REVIEW: John Crowley's BROOKLYN was a film I was hellbent to catch at this year's Sundance Film Festival. A raging fever prevented me from seeing what had been one of my most-anticipated films of this festival, with Crowley's previous BOY A being one of my favorite movies of the last few years (it helped by Andrew Garfield on the map). Good things come to those who wait, and I'm pleased to say that Crowley's ode to the immigrant experience is just as charming as the early reviews promised.
More than anything, BROOKLYN will be remembered as the movie where Saoirse Ronan truly crossed-over and became an adult lead after years of playing juveniles. Her performance here is strong enough that Oscar chatter seems like a logical result, with her exquisitely capturing the many conflicts that emerge in the soul of a person forced to redefine their identity after being cut-off from everything they know.
Her performance is often stunning, with early scenes depicting her Ellis as a comely young Irish lass, who's perfectly content with her lot in-life. It's her older, educated sister who demands she go abroad in order to craft a new, more modern life for herself away from the vicous gossips and repressive church life. In a twist, her salvation in America actually comes from a kindly priest (an extremely lovable Jim Broadbent) who senses the girl's intelligence and encourages her to be independent. It's wonderful to see how Ronan blossoms into a confident woman, and her romance with Emory Cohen's gentlemanly Italian plumber winds up being one of the more effective screen romances in recent years. While his James Dean/Marlon Brando-like method drawl is a little thick, Cohen really does have an awful lot of charm, and his chemistry with Ronan is superb.
BROOKLYN is really a movie of two halves, with one being set stateside (they could have called it “Montreal” with all the period Brooklyn location work having been done there) while the other is a kind of genteel “coming home” tale not unlike THE QUIET MAN albeit given a modern feminist slant once Ronan goes back to Ireland. Domhnall Gleeson is excellent as Cohen's kindly, appealing rival for her affections, and one of the most satisfying things about the film is how free of conflict it really is, with this being more of a gentle story about good people simply trying to be happy.

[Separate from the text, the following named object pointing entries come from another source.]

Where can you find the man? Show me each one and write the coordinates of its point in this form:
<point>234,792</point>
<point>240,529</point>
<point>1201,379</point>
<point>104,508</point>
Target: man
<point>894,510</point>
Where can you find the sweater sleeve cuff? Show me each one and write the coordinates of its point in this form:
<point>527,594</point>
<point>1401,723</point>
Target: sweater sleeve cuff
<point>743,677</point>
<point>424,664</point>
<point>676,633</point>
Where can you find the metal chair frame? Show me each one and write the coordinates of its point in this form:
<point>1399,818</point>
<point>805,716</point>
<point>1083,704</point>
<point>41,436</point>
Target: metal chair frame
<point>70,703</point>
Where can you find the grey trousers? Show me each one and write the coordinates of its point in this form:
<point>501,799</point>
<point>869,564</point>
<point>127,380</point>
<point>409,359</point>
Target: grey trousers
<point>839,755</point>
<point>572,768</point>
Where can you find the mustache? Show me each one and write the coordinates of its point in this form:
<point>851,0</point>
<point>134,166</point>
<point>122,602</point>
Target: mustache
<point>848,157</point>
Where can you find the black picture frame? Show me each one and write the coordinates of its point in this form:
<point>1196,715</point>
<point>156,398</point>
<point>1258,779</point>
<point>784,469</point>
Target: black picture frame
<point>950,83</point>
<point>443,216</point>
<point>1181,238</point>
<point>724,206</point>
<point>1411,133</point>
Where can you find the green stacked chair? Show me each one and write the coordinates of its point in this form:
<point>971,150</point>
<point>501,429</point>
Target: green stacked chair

Nick Hornsby's adaptation of the Colm Toibin novel is superb, in that it expertly provides juicy, likable supporting roles for even the most minor characters, with Eva Birthistle making a big impression early-on as a tough but kind passenger on the ship to America who takes Ellis under her wing. Once in Brooklyn, Julie Walters steals every scene as Ellis' sharp-tongued but lovable boarding house landlord (another potential Oscar nominee).
Despite the fact it wasn't shot in Brooklyn, the film does a terrific job evoking the fifties, with the lushness of the Irish countryside (shot by Yves Belanger) being a beautiful contrast. Crowley's work behind the camera here is top-notch, and this along with the handful of episodes he directed in this season of True Detective (he did the better installments) suggest a director at the top of his prowess. This is truly a pleasant, lovely film – which is a sharp contrast to the darker and more challeging fare the Toronto International Film Festival is generally known for. Even if period romances aren't your cup of tea, give BROOKLYN a shot. It has a genuine openhearted-ness to it that is rare in film nowadays, and should resonate with anyone who ever left home for a life where happiness was the goal but far from a sure thing.